Date of Hike: 8/5/2007
Location of Hike: Olallie Lake Area - 4 different trails
Hiking Buddies: Bodie (my dog)
Start Time: 11:30 AM  End Time: 5:30 PM
Hike Distance: 6  
Pictures: Link
Description of Hike:
This was a hodgepodge of trails in the Olallie Lake scenic district, since each of the trails were relatively short, I decided to combine them to make a longer hike. I then found the message on the trailadvocate site about an old camp, and with my interest in history, it sounded like a good diversion on the way home. Started in the morning, it took longer than I thought it would to get to the trailhead. The roads around Olallie are VERY narrow and some parts aren’t in very good shape. There was a considerable amount of traffic for condition of the roads, so I had to pull over quite a few times to let people pass. Travelling was also VERY slow due to the road conditions. Took almost 2 hours to get to the trailhead. Once on the trail, we went to the top of Ruddy Hill and had lunch there.
When they said “short and exceptionally steep”, they weren’t kidding! We basically walked up the side of the hill….Not quite, but almost. It was VERY steep, although the trail was actually in very good shape. With such a steep trail, I would have expected more erosion.

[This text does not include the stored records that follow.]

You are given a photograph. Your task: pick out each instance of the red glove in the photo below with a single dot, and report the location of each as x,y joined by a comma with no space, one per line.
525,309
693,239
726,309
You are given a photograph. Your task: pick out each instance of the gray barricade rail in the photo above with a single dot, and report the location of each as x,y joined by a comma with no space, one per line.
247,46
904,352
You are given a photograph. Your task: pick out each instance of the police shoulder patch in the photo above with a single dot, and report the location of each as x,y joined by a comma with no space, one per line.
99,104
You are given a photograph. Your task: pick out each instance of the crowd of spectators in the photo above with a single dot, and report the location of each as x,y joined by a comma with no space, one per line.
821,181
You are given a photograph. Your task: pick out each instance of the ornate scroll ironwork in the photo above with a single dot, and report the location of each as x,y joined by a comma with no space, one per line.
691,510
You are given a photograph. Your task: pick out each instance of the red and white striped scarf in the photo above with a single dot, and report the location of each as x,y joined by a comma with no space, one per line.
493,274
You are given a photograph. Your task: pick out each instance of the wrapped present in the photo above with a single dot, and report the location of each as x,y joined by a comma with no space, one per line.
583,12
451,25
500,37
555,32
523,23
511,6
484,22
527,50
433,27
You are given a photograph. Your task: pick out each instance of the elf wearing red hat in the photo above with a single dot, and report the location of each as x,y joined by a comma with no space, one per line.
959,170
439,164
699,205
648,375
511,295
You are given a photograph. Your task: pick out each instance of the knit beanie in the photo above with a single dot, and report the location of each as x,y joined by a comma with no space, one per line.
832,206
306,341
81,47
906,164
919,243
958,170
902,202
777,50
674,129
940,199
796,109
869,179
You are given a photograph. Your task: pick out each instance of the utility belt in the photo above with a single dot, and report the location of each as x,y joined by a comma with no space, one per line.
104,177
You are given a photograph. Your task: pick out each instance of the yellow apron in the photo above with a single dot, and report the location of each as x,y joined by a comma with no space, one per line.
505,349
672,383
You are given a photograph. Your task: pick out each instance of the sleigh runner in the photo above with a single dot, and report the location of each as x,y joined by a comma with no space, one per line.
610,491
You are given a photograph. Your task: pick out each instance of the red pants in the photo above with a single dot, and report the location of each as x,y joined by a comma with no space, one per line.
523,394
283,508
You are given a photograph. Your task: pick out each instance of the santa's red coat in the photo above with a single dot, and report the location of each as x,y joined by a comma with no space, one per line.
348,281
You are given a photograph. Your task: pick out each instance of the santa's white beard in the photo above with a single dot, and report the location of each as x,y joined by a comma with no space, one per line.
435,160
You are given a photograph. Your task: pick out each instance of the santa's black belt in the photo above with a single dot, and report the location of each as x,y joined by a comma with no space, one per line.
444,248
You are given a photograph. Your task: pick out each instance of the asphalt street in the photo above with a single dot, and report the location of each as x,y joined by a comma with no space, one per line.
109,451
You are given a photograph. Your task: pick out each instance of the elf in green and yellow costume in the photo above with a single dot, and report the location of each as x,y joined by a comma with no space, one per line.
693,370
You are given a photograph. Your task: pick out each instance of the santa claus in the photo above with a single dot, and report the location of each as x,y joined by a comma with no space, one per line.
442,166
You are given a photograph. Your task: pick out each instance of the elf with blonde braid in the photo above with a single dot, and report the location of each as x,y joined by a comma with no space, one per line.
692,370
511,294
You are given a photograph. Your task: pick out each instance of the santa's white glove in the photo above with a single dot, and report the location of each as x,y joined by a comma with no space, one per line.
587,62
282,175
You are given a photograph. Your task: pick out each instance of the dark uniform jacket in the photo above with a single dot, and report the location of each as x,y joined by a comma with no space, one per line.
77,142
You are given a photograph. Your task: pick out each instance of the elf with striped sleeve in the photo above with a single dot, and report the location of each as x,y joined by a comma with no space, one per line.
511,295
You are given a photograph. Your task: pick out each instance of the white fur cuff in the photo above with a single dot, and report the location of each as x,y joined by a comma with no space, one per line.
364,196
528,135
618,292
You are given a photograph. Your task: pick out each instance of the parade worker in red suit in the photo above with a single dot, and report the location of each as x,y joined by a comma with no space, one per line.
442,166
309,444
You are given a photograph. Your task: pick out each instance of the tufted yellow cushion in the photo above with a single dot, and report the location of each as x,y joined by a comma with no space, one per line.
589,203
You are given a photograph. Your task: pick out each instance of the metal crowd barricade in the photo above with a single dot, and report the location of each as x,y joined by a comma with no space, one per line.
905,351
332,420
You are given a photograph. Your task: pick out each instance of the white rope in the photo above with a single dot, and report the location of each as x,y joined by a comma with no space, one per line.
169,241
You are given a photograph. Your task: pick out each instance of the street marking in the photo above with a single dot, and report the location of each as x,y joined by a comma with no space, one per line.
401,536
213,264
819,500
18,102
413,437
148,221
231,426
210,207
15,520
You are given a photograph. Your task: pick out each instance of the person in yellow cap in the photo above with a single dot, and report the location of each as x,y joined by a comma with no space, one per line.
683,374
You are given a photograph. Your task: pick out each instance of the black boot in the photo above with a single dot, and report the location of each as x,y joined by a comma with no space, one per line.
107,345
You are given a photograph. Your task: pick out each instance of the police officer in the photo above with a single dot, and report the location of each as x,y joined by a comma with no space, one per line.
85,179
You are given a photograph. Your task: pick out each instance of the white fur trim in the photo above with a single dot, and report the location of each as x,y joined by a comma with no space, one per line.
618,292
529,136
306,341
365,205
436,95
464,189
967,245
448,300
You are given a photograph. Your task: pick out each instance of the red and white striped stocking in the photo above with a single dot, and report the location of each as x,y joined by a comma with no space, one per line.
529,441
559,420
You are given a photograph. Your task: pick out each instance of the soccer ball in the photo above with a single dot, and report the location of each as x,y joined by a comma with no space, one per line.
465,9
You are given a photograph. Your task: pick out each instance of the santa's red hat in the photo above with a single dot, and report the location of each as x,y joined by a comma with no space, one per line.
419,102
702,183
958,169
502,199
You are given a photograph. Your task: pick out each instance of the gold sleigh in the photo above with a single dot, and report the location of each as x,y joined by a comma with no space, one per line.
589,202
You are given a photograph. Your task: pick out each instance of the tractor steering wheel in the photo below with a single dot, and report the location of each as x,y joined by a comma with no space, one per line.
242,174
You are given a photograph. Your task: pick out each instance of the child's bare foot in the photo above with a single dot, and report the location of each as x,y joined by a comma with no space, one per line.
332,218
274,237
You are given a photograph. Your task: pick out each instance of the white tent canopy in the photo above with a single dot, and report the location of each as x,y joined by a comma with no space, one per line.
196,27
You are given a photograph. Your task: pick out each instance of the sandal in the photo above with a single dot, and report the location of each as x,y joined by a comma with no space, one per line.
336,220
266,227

The view from the top of Ruddy Hill is impressive. Quite a panorama.

This was my favorite area on this hike. The one interesting thing was the “box” on the top of the hill.

I have no idea what it is/was (edit many years later – that was the box that housed the forest service phone way back when they had their phone lines strung throughout the forest), but it was interesting to see it still there. After eating lunch, enjoying the view and taking some pictures, we descended back to the PCT and back to the Gibson trail to see Gibson Lake.

This was a reasonably good sized lake, but it didn’t look too deep. The trees around it are pretty scrubby, which isn’t my cup of tea. I enjoy the big doug firs more than the scrub pines. After scouting out the lake, we returned back to the truck the way we came (back up Gibson trail to the PCT, then back to the Horseshoe Saddle trail). We went to the store at Olallie Lake and bought a couple things and then headed back home (after taking one detour).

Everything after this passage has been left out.